La lumineuse Chambre en Inde du Théâtre du Soleil évoque à la fois les histoires millénaires du Mahābhārata, grande épopée de la mythologie hindoue, la politicaillerie culturelle, les tourments de la création, la situation des femmes et quelques désastres du monde (guerre, terrorisme, censure étatique, répression politique et social, réchauffement climatique…). Le tout en mettant en valeur plusieurs éléments de la culture hindoue, comme le Theru Koothu, forme de théâtre populaire mêlant danse et musique, et souvent jouée en plein air. Et pourtant, Mnouchkine ne perd jamais de vue la ligne directrice de son histoire.
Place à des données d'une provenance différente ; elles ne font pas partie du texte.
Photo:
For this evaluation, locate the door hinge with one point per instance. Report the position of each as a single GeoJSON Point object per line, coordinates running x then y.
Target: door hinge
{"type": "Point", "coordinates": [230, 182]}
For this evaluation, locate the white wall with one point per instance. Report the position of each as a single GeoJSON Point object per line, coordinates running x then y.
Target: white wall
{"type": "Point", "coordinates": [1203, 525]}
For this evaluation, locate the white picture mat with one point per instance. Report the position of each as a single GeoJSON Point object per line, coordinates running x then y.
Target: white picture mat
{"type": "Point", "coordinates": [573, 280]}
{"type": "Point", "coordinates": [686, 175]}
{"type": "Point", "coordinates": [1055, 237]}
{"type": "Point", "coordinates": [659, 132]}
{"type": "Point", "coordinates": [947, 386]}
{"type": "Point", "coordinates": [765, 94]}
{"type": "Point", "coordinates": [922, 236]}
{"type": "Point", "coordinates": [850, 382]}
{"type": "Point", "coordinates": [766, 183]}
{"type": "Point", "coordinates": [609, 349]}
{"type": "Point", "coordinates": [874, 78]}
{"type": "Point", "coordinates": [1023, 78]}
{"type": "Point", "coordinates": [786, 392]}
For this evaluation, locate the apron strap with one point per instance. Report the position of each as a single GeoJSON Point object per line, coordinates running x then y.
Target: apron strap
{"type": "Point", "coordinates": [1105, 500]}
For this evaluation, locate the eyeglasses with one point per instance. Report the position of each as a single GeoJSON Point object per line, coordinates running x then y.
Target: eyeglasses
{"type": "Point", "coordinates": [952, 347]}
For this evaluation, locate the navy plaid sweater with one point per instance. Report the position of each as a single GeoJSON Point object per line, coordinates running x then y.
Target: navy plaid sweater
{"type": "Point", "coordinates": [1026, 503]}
Crédit photo : Michèle Laurent

C’est en suivant les grands émois de Cornélia (hystérique et irrésistible Hélène Cinque), assistante metteur en scène dépassée, qu’on plonge dans Une chambre en Inde. La femme se réveille en pleine nuit, en proie à une angoisse grandissante face à un spectacle en chantier pour lequel aucune révélation ne vient, pour lequel elle ne trouve ni le sujet ni la manière de le traiter. Pendant tout le spectacle, qu’elle passera en chemise de nuit, Cornélia sera visitée (ou tourmentée) par des visions issues tantôt du folklore indien, tantôt de l’actualité. Singes, faunes, troupe de cinéma tournant une propagande djihadiste, sept Talibans idiots cherchant à se faire martyrs, Shakespeare, Tchekhov, le dieu Krishna et même des dignitaires saoudiens cherchant à prouver qu’ils ne sont pas sexistes, pour ne nommer que quelques-uns des visiteurs de la pauvre Cornélia, débarquent en force sur la grande scène de ce spectacle jouissif qui ne craint pas d’aborder les thèmes de l’extrémisme. Ils s’échappent des cauchemars et rêves angoissés de Cornélia et entrent par tous les interstices, portes, fenêtres, trappes, pour faire vibrer la scène et dicter le rythme à suivre.
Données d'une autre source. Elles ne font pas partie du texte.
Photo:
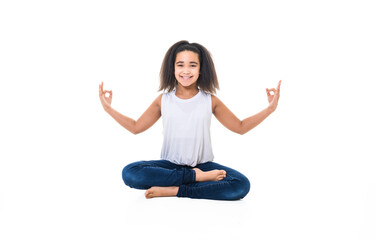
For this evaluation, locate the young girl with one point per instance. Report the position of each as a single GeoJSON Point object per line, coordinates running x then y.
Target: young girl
{"type": "Point", "coordinates": [186, 168]}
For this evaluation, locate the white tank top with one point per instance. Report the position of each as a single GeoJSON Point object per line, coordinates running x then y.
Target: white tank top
{"type": "Point", "coordinates": [186, 129]}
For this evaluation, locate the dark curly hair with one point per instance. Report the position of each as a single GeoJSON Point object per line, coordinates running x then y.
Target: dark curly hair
{"type": "Point", "coordinates": [207, 80]}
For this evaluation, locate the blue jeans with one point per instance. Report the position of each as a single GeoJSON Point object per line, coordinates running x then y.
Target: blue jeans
{"type": "Point", "coordinates": [163, 173]}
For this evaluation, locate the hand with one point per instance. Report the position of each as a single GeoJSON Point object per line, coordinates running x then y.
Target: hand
{"type": "Point", "coordinates": [106, 101]}
{"type": "Point", "coordinates": [273, 98]}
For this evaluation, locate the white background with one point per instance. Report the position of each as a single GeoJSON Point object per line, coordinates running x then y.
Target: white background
{"type": "Point", "coordinates": [310, 163]}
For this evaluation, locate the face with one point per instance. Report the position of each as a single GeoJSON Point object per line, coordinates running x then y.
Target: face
{"type": "Point", "coordinates": [187, 68]}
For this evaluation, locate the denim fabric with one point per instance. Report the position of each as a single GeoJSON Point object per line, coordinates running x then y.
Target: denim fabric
{"type": "Point", "coordinates": [146, 174]}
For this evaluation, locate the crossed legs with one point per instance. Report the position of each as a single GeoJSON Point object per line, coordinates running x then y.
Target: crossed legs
{"type": "Point", "coordinates": [208, 180]}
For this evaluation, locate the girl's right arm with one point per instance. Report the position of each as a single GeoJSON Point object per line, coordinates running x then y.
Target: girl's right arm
{"type": "Point", "coordinates": [150, 116]}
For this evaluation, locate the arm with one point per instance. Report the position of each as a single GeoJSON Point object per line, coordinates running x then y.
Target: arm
{"type": "Point", "coordinates": [229, 120]}
{"type": "Point", "coordinates": [147, 119]}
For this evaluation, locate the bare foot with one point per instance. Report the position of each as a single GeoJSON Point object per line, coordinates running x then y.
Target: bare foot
{"type": "Point", "coordinates": [161, 192]}
{"type": "Point", "coordinates": [213, 175]}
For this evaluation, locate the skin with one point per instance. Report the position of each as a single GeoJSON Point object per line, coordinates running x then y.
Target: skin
{"type": "Point", "coordinates": [187, 71]}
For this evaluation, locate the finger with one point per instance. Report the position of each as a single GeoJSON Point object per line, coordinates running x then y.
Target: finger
{"type": "Point", "coordinates": [100, 90]}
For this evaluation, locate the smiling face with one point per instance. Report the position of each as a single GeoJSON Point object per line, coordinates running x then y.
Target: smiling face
{"type": "Point", "coordinates": [187, 68]}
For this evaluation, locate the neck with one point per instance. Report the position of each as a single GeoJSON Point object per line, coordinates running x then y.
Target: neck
{"type": "Point", "coordinates": [186, 92]}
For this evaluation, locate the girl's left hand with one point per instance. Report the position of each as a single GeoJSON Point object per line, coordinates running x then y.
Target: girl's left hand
{"type": "Point", "coordinates": [273, 98]}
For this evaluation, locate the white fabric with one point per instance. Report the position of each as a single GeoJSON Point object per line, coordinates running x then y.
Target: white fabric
{"type": "Point", "coordinates": [186, 129]}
La grande distribution d’une soixantaine d’artistes (de près de vingt-cinq nationalités!), dont certains ont été initiés à la danse par le maître Kalaimamani Purisai Kannappa Sambandan Thambiran, se répartit une bonne soixantaine de personnages au cours de ce spectacle de plus de trois heures. Grâce à cette vaste galerie de personnages, et à la mise en scène précise d’Ariane Mnouchkine, on passe sans sourciller d’une scène de pur commedia dell’arte, où Cornélia évacue son trop plein d’angoisse sur le siège d’une toilette, à des scènes remplies d’émotion, où par exemple un jeune Français apprend le départ d’un ami d’enfance pour le djihad, où un vieil homme se confie sur des rêves disparus, où un enfant est cérémonieusement vêtu puis paré d’explosifs, en silence.

Crédit photo : Michèle Laurent

Quand le spectacle semble prendre une direction, Mnouchkine aussitôt l’en détourne, ramenant le public de la comédie au tragique, de l’anecdotique à l’épopée, ou de l’onirique au politique. À travers les angoisses créatrices de son alter-ego Cornélia, Mnouchkine se questionne et nous questionne sur le rôle du théâtre et de la représentation en cette époque troublée, où la violence surgit jusque dans les salles de spectacle, les fêtes foraines et les plages ensoleillées. Comment faire du théâtre aujourd’hui et garder toute sa pertinence? Que peuvent des artistes face à la violence faite aux femmes, face aux bombes? Si tous les théâtres du monde étaient détruits, à qui manqueraient-ils?

Avec ce spectacle créé en 2016, dans la foulée des attentats de Paris, le Théâtre du Soleil offre une piste de réponse : l’art permet encore de rire, de se moquer de soi et des méchants (de s’en donner la permission). Il permet d’envisager le monde sous un autre jour et permet surtout de ne pas laisser monter un sentiment d’impuissance. Si le monde est un théâtre, il tient tout entier dans cette Chambre en Inde inspirante, qui oppose au chaos quotidien le chaos créatif.